«Klang am Grat» lässt die Lenker Berge neu erklingen
Was geschieht, wenn eine Weissenborn-Gitarre mit einem Schwyzerörgeli ins Gespräch kommt? Wie klingt traditionelle Appenzeller Streichmusik, wenn sie über die Kantonsgrenzen hinausblickt? Und was entsteht, wenn Klezmer auf Jazz trifft?
Antworten auf diese Fragen liefert vom 21. bis 23. August 2026 das Festival «Klang am Grat» an der Lenk. Während dreier Tage bringt die Stiftung Kulturförderung Lenk Musiker zusammen, die fest in ihren Traditionen verwurzelt sind und diese zugleich offen und neugierig weiterentwickeln. Das Ergebnis sind Klänge, die vertraut beginnen und überraschende Wege einschlagen.
Musik in persönlichem Rahmen
«Klang am Grat» setzt bewusst nicht auf grosse Bühnen und aufwendige Technik. Im Mittelpunkt stehen die Musik, die persönliche Begegnung und die besondere Atmosphäre der Spielorte. Das Kulturhaus, die Mauritiuskapelle, die Reformierte Kirche, die Kreuzstube des Hotels Kreuz und die Terrasse des Lenkerhofs werden für ein Wochenende zu intimen Konzertorten.
Die Verbindung von Musik und Natur gehört dabei ebenso zum Festivalgedanken wie die Nähe zwischen Künstlern und Publikum. Die Berglandschaft des Simmentals bildet nicht bloss die Kulisse, sondern wird zum atmosphärischen Bestandteil des Festivals.
Eine Stubete eröffnet das Festival
Den Auftakt macht am Freitagabend eine offene Stubete in der Kreuzstube des Hotels Kreuz. Lokale Musiker sind eingeladen, gemeinsam mit den Festivalmusikern aufzuspielen. Wer lieber zuhört und die ungezwungene Atmosphäre geniesst, ist ebenso willkommen.
Am Samstag beginnt das Programm mit einem Angebot für die jüngsten Festivalgäste. «Knuddelsprudel» verbindet im Kulturhaus Musik, Tanz und Theater zu einem spielerischen Konzerterlebnis.

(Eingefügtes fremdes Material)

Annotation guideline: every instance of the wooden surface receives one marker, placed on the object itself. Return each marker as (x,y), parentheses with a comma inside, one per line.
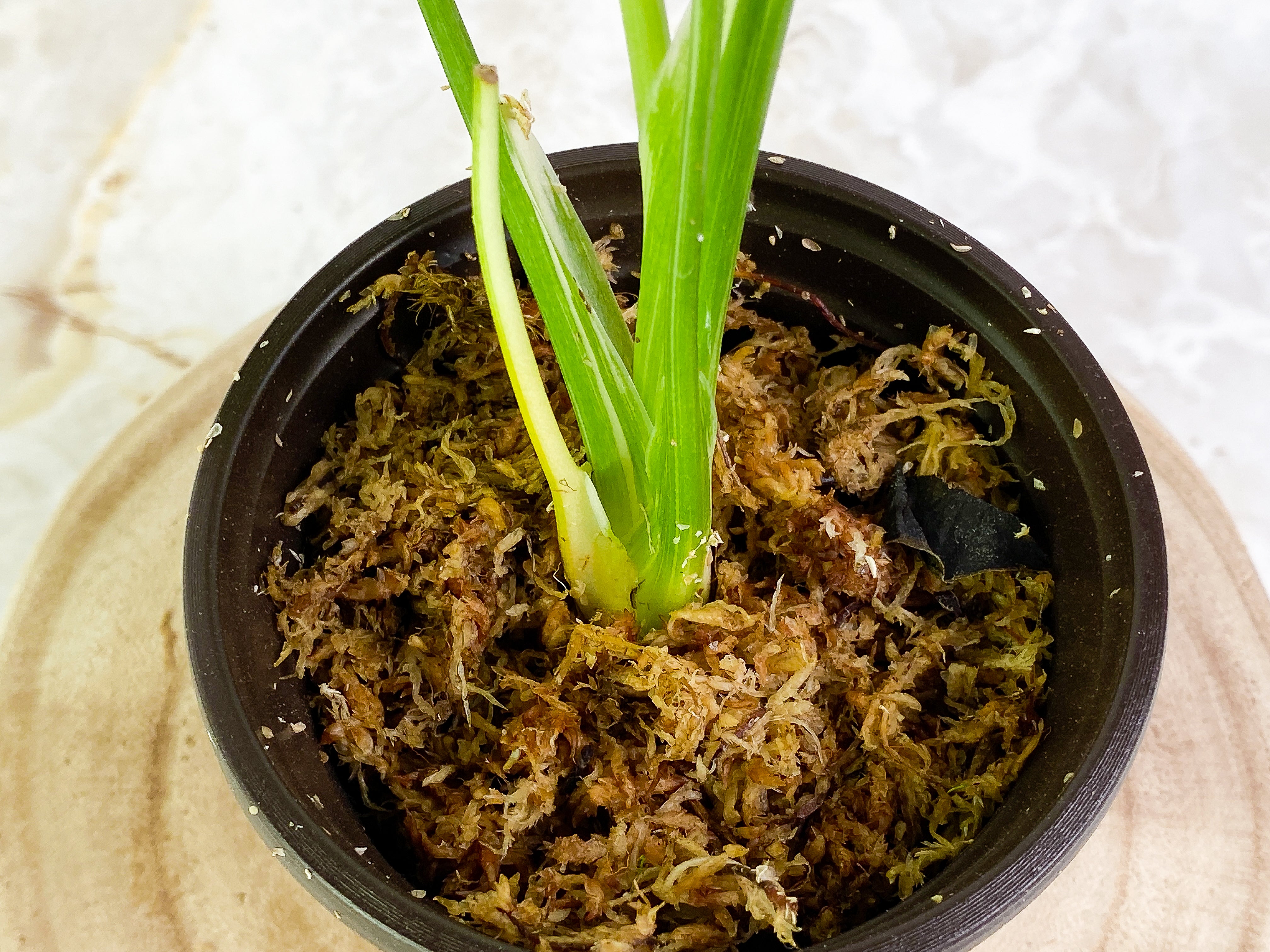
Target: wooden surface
(117,830)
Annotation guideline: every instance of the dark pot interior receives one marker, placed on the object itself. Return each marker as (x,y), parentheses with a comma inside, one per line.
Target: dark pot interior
(1098,517)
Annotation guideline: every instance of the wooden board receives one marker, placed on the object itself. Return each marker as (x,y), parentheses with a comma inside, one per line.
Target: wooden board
(117,830)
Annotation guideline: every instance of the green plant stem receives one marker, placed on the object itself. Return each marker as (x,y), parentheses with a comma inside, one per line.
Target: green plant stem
(648,36)
(596,563)
(593,347)
(667,372)
(747,73)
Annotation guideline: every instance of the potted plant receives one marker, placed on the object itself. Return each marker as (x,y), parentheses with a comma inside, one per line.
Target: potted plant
(633,529)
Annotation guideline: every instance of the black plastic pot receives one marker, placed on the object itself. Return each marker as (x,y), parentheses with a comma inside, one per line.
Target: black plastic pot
(1098,516)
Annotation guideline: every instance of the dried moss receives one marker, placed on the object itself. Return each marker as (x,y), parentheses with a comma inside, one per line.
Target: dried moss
(794,755)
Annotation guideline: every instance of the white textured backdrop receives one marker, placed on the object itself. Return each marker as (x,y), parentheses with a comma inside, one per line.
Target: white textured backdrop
(173,169)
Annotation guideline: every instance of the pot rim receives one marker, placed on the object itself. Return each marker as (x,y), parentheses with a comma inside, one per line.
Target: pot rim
(380,910)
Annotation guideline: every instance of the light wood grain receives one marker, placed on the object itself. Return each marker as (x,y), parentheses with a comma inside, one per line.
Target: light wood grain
(117,830)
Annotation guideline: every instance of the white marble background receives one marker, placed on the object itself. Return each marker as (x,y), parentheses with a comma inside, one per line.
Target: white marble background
(173,169)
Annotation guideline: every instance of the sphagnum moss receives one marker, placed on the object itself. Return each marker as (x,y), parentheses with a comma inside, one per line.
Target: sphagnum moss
(794,753)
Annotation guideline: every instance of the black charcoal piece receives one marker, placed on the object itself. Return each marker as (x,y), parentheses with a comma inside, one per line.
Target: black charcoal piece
(961,534)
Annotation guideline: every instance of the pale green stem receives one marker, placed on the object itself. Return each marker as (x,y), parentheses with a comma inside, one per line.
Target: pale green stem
(599,569)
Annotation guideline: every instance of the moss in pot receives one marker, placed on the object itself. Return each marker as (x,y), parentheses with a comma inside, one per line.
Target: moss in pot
(624,647)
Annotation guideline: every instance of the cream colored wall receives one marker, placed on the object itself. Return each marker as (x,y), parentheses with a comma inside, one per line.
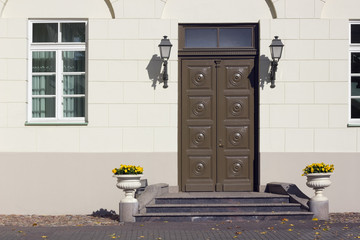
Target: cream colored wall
(342,193)
(304,119)
(72,183)
(130,121)
(67,169)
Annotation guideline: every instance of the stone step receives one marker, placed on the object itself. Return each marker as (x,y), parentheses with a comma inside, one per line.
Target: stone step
(218,198)
(249,207)
(222,216)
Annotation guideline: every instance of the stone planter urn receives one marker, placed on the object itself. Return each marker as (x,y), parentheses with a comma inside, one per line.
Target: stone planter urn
(319,204)
(128,206)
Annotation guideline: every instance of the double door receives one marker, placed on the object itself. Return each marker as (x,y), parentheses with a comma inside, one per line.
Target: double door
(217,124)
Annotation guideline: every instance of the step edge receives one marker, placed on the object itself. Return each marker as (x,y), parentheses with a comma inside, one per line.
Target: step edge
(225,205)
(215,214)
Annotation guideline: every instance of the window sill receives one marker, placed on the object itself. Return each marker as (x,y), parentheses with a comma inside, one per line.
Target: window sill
(56,124)
(353,124)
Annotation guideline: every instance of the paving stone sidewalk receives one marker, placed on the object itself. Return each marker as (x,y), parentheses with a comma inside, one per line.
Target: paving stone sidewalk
(274,229)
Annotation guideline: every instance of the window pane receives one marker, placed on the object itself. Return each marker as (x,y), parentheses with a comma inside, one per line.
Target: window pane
(73,32)
(74,61)
(43,62)
(74,84)
(355,86)
(201,38)
(74,107)
(355,108)
(355,33)
(43,107)
(45,32)
(43,85)
(235,37)
(355,62)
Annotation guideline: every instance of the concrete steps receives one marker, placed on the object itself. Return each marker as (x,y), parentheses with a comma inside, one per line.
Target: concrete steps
(237,206)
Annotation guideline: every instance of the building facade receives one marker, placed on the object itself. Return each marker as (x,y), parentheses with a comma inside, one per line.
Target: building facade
(81,93)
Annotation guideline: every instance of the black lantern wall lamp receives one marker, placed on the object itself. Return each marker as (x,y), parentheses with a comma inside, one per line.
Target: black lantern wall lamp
(276,48)
(165,48)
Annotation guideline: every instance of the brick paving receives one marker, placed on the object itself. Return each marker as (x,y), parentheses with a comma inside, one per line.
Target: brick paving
(274,229)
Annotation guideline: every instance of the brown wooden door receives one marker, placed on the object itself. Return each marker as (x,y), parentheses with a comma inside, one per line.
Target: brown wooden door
(217,124)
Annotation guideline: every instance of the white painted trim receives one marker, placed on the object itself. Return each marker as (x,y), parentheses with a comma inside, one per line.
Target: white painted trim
(58,48)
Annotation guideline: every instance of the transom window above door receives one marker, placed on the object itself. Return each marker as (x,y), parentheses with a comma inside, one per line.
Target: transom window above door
(231,36)
(218,37)
(221,39)
(57,72)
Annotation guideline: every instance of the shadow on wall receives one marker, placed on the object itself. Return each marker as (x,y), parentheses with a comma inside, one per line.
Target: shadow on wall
(264,71)
(154,70)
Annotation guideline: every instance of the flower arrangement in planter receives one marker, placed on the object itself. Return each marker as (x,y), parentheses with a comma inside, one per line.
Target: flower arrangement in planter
(128,179)
(318,168)
(128,169)
(318,178)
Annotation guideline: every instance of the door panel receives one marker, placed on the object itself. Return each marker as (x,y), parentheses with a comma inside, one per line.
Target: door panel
(235,125)
(198,125)
(217,132)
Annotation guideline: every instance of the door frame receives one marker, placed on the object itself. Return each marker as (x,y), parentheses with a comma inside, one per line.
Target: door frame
(223,53)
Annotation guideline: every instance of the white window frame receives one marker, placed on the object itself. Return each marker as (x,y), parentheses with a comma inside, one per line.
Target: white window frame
(58,48)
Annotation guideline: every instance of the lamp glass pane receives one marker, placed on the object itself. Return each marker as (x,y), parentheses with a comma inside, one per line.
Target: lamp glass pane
(355,33)
(165,51)
(355,108)
(276,52)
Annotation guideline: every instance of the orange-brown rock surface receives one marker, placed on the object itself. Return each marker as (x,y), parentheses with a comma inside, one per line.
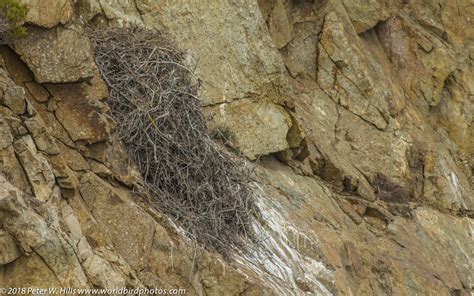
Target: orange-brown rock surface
(360,113)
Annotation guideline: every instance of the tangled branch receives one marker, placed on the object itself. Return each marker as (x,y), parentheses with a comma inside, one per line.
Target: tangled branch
(154,102)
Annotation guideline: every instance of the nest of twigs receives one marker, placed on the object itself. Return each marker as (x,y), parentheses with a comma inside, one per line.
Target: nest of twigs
(154,102)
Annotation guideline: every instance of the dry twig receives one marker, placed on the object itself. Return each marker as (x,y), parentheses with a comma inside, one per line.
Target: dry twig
(159,118)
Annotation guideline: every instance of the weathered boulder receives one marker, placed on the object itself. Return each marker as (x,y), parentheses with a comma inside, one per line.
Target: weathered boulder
(48,13)
(58,55)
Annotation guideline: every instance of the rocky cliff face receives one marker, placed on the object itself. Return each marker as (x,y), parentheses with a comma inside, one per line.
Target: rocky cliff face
(359,112)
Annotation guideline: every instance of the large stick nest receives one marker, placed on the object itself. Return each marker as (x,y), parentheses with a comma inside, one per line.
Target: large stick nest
(158,114)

Am Nachmittag bringt die Formation «Appenzell Ost» frischen Wind in die traditionelle Appenzeller Streichmusik. Die Musiker greifen Bekanntes auf, öffnen es für neue Einflüsse und zeigen, wie lebendig und wandelbar alpine Klangtraditionen sein können.
Schwyzerörgeli trifft auf Weissenborn-Gitarre
Eine aussergewöhnliche Instrumentenkombination verspricht anschliessend «Transatlantica». Dabei trifft die selten zu hörende Weissenborn-Gitarre auf Schwyzerörgeli, Violine, Kontrabass und Perkussion. Zwischen alpinen Wurzeln und Klängen aus der Ferne entsteht eine musikalische Reise über Grenzen und Genres hinweg.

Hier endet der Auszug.